Intermediate submission
- By Sunday November 9, you should have chosen a team and a topic.
- On Friday November 21 your team will submit a 1-2 page writeup. Your writeup should provide a preliminary introduction to the topic you will study and provide clear motivation for why they are interesting and/or relevant.
Final submission
You are required to hand in a PDF version of your report report.pdf (max 20 pages) and the source code used. You should not show the actual code in the PDF report, unless you want to point out something specific.
Your README.md should contain instructions on reproducing the PDF report from the quarto file. This can be useful if you have issues with the automatic generation of the PDF report right before the deadline. Your README.md should also include a brief description of the contributions of each team member, if you are a team of three students.
Checklist:
The goal of this project is quite broad, students are free to come up with their own ideas. Simulation studies are the designated topic and while we suggest below a list of topics, groups interested in studying a bit deeper one of the methodological concepts from this course (not listed below) are encouraged to approach the teachers during the exercises and discuss their ideas. Prospective topics for the final project will be gradually revealed during the lectures.
Part of the grade for the final project will be awarded for value added (e.g., simulation study answering a previously unclear question). All of the prospective topics that will be introduced during the lecture will have this element, and by half-way through the semester (when the final project will start) it should be clear through the examples what the project should aspire to.

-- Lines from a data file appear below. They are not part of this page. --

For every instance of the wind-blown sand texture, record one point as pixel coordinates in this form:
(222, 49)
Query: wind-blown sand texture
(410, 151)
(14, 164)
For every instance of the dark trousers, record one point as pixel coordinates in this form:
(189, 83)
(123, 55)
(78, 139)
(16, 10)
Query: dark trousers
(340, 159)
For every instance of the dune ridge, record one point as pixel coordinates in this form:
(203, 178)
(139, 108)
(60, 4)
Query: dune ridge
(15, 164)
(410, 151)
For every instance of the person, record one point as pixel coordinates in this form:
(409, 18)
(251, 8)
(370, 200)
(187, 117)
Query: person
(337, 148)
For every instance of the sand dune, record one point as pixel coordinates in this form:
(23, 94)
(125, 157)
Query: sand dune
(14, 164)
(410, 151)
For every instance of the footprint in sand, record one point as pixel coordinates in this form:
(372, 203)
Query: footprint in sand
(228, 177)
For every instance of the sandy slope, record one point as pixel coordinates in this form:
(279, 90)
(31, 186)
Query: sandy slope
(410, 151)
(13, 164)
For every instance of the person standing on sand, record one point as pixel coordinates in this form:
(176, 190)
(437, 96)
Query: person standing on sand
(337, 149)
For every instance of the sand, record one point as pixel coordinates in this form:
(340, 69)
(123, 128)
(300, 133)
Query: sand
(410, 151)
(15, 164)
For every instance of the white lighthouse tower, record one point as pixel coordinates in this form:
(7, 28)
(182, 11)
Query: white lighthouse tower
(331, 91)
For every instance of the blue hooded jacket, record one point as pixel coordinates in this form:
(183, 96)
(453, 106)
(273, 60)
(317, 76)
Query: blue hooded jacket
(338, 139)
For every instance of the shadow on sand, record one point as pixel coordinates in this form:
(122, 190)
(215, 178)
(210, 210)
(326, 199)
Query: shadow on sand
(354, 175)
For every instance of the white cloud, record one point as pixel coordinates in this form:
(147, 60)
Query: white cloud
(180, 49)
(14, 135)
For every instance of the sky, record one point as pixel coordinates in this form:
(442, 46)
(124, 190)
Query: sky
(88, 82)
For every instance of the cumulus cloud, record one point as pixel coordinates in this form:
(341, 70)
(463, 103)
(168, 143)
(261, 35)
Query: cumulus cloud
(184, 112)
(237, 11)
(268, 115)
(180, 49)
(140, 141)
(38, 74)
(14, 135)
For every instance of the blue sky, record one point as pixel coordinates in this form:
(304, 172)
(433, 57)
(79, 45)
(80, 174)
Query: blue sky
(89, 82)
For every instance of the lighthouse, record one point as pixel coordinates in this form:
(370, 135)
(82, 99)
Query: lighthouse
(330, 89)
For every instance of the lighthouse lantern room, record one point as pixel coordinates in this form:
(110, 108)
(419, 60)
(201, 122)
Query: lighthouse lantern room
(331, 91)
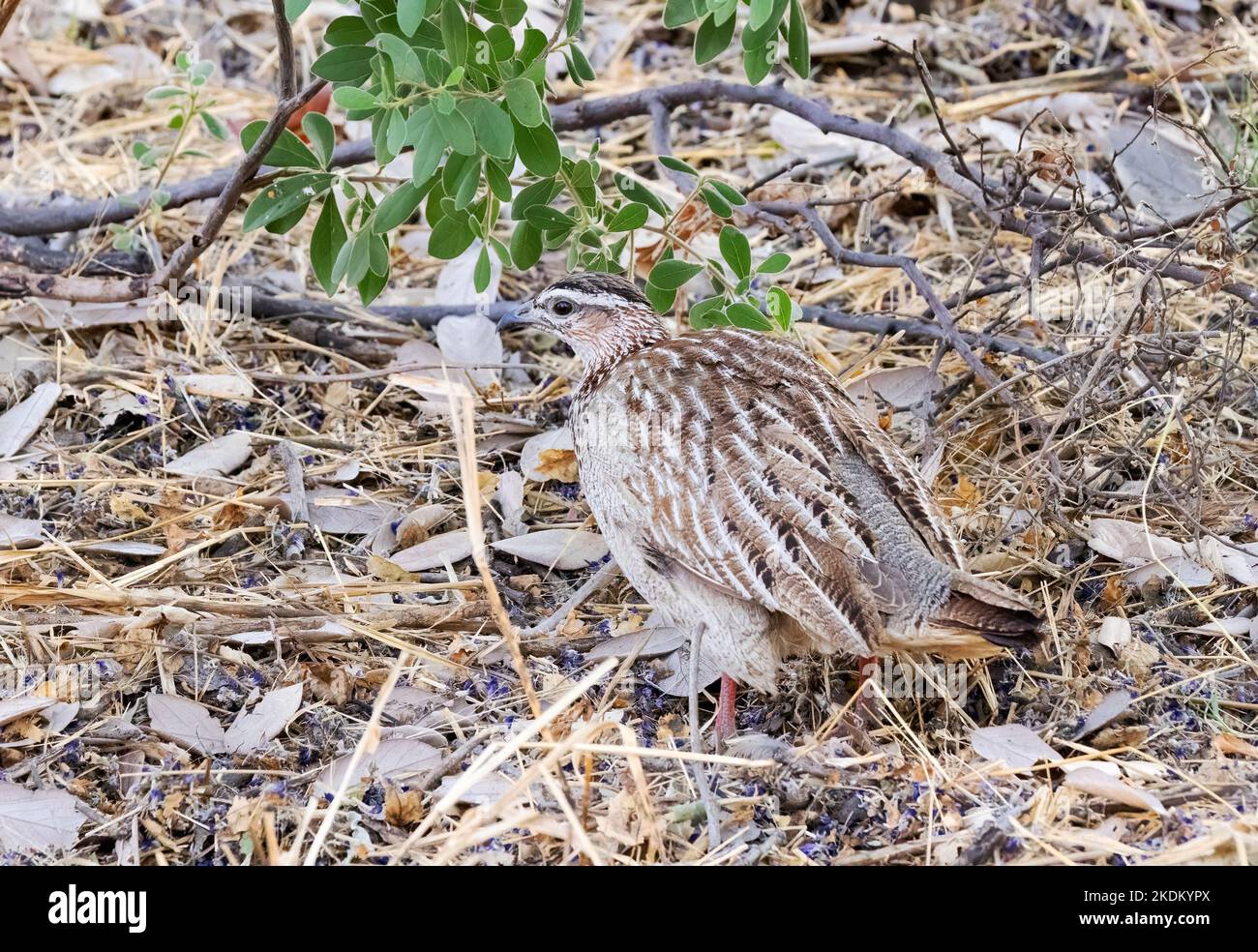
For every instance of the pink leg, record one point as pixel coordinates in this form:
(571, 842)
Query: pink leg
(726, 725)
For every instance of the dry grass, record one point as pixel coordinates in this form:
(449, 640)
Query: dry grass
(1148, 416)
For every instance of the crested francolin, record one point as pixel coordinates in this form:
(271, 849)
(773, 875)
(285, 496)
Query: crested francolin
(746, 498)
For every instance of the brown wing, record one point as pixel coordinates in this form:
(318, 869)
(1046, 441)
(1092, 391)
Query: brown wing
(754, 456)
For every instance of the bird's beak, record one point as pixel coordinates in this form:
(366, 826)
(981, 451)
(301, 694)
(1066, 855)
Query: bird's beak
(524, 315)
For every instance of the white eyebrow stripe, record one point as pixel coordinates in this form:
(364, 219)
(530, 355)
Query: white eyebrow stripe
(584, 298)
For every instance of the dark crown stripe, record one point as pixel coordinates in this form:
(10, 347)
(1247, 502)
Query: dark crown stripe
(600, 283)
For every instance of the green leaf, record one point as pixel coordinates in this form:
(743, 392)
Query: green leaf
(742, 314)
(404, 58)
(410, 14)
(213, 125)
(712, 38)
(514, 12)
(524, 104)
(282, 197)
(287, 222)
(454, 32)
(395, 208)
(498, 179)
(736, 251)
(532, 45)
(575, 17)
(372, 285)
(629, 218)
(758, 37)
(344, 64)
(457, 131)
(760, 13)
(796, 41)
(758, 63)
(780, 307)
(502, 45)
(526, 247)
(494, 129)
(579, 67)
(426, 136)
(482, 273)
(318, 130)
(395, 134)
(661, 298)
(351, 97)
(451, 238)
(636, 192)
(672, 275)
(677, 164)
(548, 219)
(288, 151)
(715, 201)
(347, 32)
(539, 149)
(678, 13)
(326, 243)
(536, 193)
(729, 193)
(774, 263)
(708, 313)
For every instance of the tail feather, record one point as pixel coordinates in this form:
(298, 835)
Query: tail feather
(990, 610)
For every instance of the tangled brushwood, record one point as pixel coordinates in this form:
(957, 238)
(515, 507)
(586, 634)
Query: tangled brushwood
(294, 558)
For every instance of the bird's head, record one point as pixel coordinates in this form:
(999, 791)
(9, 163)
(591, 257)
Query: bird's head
(602, 317)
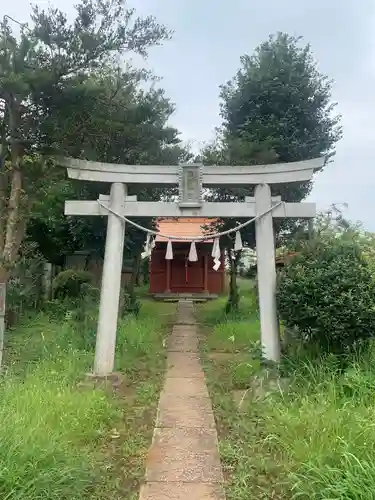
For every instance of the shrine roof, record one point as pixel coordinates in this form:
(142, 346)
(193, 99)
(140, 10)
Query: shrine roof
(183, 227)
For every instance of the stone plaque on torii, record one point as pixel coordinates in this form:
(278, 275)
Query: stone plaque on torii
(191, 178)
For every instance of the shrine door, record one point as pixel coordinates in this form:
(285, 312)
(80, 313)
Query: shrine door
(186, 277)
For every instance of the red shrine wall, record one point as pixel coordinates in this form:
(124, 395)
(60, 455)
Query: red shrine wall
(181, 276)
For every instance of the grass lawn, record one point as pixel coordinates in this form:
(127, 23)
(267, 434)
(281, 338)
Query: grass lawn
(62, 437)
(316, 440)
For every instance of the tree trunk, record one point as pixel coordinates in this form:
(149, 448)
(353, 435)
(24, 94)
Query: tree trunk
(136, 270)
(13, 224)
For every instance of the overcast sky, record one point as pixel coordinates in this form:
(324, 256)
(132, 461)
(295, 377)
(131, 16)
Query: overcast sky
(211, 35)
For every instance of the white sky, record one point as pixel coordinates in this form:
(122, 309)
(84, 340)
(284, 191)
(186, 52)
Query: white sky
(211, 35)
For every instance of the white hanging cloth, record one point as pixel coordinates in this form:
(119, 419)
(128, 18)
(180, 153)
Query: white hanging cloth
(169, 252)
(193, 256)
(238, 242)
(216, 254)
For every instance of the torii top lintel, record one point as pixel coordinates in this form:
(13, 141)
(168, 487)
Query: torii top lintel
(276, 173)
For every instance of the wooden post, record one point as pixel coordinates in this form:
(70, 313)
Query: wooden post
(111, 284)
(2, 319)
(168, 277)
(266, 266)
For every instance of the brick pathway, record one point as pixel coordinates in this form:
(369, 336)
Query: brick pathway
(183, 461)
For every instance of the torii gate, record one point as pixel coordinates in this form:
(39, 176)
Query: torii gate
(190, 178)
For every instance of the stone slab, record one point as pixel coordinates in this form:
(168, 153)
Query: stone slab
(185, 386)
(184, 364)
(183, 343)
(186, 455)
(181, 491)
(177, 328)
(185, 411)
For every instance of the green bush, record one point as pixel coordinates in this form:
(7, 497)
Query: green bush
(70, 283)
(328, 292)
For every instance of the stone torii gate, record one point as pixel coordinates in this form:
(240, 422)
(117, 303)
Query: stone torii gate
(190, 178)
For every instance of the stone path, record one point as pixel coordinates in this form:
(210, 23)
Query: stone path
(183, 461)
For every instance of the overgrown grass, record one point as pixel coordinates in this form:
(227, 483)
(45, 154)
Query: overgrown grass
(315, 440)
(63, 439)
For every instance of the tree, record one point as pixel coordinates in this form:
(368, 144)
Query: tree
(277, 108)
(51, 58)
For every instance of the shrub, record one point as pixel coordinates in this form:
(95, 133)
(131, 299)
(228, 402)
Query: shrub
(70, 283)
(131, 304)
(327, 291)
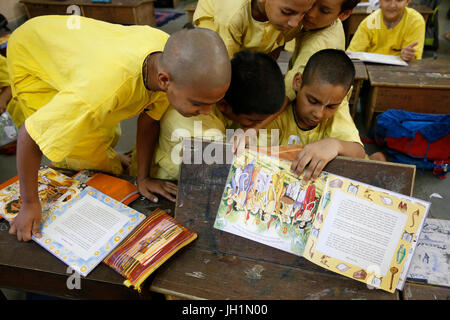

We will also discuss this in person at some point, likely on Week 6. The remaining part of the project will be awarded for
- quality of the report (clarity, readability, structure, referencing, etc.)
- graphical considerations (well chosen graphics with captions, referenced from the main text)
- concepts explored beyond the scope of the course (in the soft sense that they were not fully covered during classes)
- overall quality (scope, correctness, demonstration of understanding, etc.)
A project seriously lacking in any of the criteria above will be penalized.
Topics for the final project
Unless otherwise stated, you are not required to code everything from scratch (unless there is no available source code).
1. Cross-validation for PCA
- A simulation study to compare the advantages of EM over the repaired CV for PCA, covered in Week 4.
- Implement a third approach to CV for PCA based on matrix completion (boils down to performing SVD with missing data). Details about this approach are given in the supplementary notes and a deeper dive into the matter is covered in Perry (2009), Section 5.
- Compare the three methods.
2. Comparison of variable selectors in regression
- Hastie et al. (2020) have some surprising results in their simulation study, but one important method (adaptive lasso) is omitted. Try to recreate the study with adaptive lasso included (and perhaps elastic net, too?).
- The project should address the following question: When it comes to variable selection, which method to choose and under which settings and for which aim/criterion (explainability, predictability, sparsity, or number of correct covariates)?
3. Comparison of cross-validation methods for data with temporal structure
When short-range temporal dependence (autocorrelation) is not taken care of, “simple” cross-validation methods can break down as the validation and training samples are no longer independent. For instance, the “simple” CV approaches can lead to underestimation of smoothing parameters (overfitting). Several methods for dealing with such issues have been proposed in the literature. Among these, we mention the following - removing distance-based buffers around hold-out points in the LOOCV - block cross-validation - neighborhood cross validation, recently proposed by Wood (2024)
The project aims at
- exploring why cross-validation might fail in presence of temporal (or spatial) dependence, and
- making a survey of some of the modified cross-validation methods proposed in the literature to deal with autocorrelation and to compare them in a non-parametric regression setting (e.g., with smoothing splines).
Naturally, different short-range autocorrelation schemes should be investigated (e.g., AR or MA Gaussian processes).
References related to this subject: Chu and Maaron (1991), Arlot and Celisse (2010), Roberts et al. (2016).
4. The EM algorithm for different patterns of missingness
- Comparison of the performances of the EM algorithm for different percentage of missing values and for different missing-data mechanisms.
- Optional (if you have time and energy): In a setting with missing data, what about comparing parameter estimates obtained via EM with those obtained (with maximum likelihood) after imputation? You can choose one (or more) of the imputation methods described here.
- The project should address the following question: When you are faced with a missing data problem, when is the EM algorithm a good option for statistical inference (the estimation process)?
5. Diving into one of the course topics, e.g., MM algorithms or Monte Carlo integration (Week 7)
Consult with the teacher to define the project and ensure its feasibility.